If $$\rho <1$$ then $$\pi(w) = \begin{cases} \infty \;\;\;\;\; \text{if} & w_{1}^{\rho/(\rho -1)} + w_{2}^{\rho/(\rho -1)} <1 \\ 0 \;\;\;\;\; \text{if} & w_{1}^{\rho/(\rho -1)} + w_{2}^{\rho/(\rho -1)} \geq 1\ \end{cases}$$

If $$\rho = 1$$, then:

$$\pi(w) = \begin{cases} 0 & \text{if} \;\ Min\{w_{1},w_{2}\} \geq 1 \\ \infty & \text{if} \;\; Min\{w_{1},w_{2}\} < 1 \\ \end{cases}$$

Normally I simply use profit maximization or cost minimization FOCs to obtain the profit function, as well as the supply one. But I have been trying to get around this problem and I really cannot get around these results or (of particular importance) how to derive them. That being said any tips, intuition, or just help with the derivation if you're feeling particularly selfless would be greatly appreciated.

• Just in case someone has a problem similar to this one I followed the hint provided in the answer and simply used the condition that the ratio of the marginal product of the inputs be equal to the ratio of their marginal costs, and then used this to solve for $z_{1}$, and plugged it into the production function.
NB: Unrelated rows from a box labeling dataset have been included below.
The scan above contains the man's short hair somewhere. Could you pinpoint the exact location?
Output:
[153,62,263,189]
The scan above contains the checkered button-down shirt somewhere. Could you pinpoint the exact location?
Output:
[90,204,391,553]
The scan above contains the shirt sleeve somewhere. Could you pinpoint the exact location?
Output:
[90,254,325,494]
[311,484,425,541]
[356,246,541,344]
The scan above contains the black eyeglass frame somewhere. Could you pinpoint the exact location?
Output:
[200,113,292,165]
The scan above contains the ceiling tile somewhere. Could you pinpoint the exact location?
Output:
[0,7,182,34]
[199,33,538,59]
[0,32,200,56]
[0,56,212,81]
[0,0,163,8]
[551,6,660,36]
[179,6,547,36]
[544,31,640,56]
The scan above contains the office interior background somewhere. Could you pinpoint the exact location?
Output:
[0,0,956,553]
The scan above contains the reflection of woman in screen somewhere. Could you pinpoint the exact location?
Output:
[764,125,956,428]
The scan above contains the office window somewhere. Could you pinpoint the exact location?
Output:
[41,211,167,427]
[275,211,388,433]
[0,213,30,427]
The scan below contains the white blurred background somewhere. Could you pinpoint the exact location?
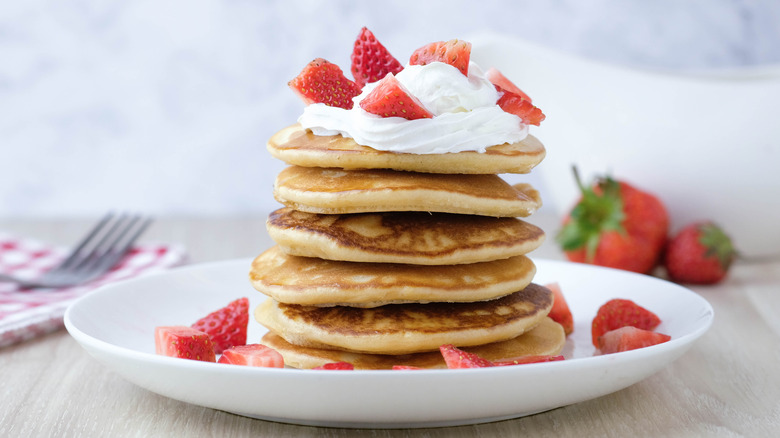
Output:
[0,0,780,219]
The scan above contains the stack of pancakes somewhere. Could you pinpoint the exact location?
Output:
[250,125,565,369]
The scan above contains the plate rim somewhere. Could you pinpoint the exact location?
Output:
[64,258,714,428]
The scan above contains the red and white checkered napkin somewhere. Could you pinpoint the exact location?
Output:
[0,232,187,347]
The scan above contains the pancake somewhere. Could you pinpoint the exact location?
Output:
[266,208,544,265]
[249,246,536,307]
[274,166,542,217]
[255,283,553,354]
[267,124,545,174]
[260,318,566,370]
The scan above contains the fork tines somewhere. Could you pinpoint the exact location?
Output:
[46,213,151,283]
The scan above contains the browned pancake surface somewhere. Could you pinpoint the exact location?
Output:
[274,166,541,217]
[261,318,566,370]
[267,208,544,265]
[249,246,536,307]
[255,283,553,354]
[267,124,545,174]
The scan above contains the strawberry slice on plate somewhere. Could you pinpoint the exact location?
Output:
[409,39,471,76]
[545,283,574,335]
[485,67,531,102]
[192,298,249,354]
[439,344,493,369]
[154,326,216,362]
[591,298,661,347]
[360,73,433,120]
[350,27,404,88]
[493,354,564,367]
[217,344,284,368]
[597,326,672,354]
[392,365,425,371]
[287,58,360,109]
[312,362,355,371]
Then, solving for $z_{2}$, which can be substituted into the cost function. [...]
– Ali
May 9 '19 at 11:34
• [...] The marginal cost function can be obtained by differentiating the CES cost function with respect to output. The supply function (not included here), for competitive product market conditions, can be obtained by setting the marginal cost to P, the price of the output.
– Ali
May 9 '19 at 11:34

Hint: Solving for the FOC's assumes that the solution is interior, in this case, that profits are positive and smaller than $$\infty$$. I would recommend you to derive the cost function $$c(y)$$ and then study its derivative. If the marginal cost is always smaller than the price of the good (probably it is assumed to be 1) then producing more is always better and profits are unbounded. However, if the marginal cost is always larger than the price, then the optimal is to produce nothing and get zero profits.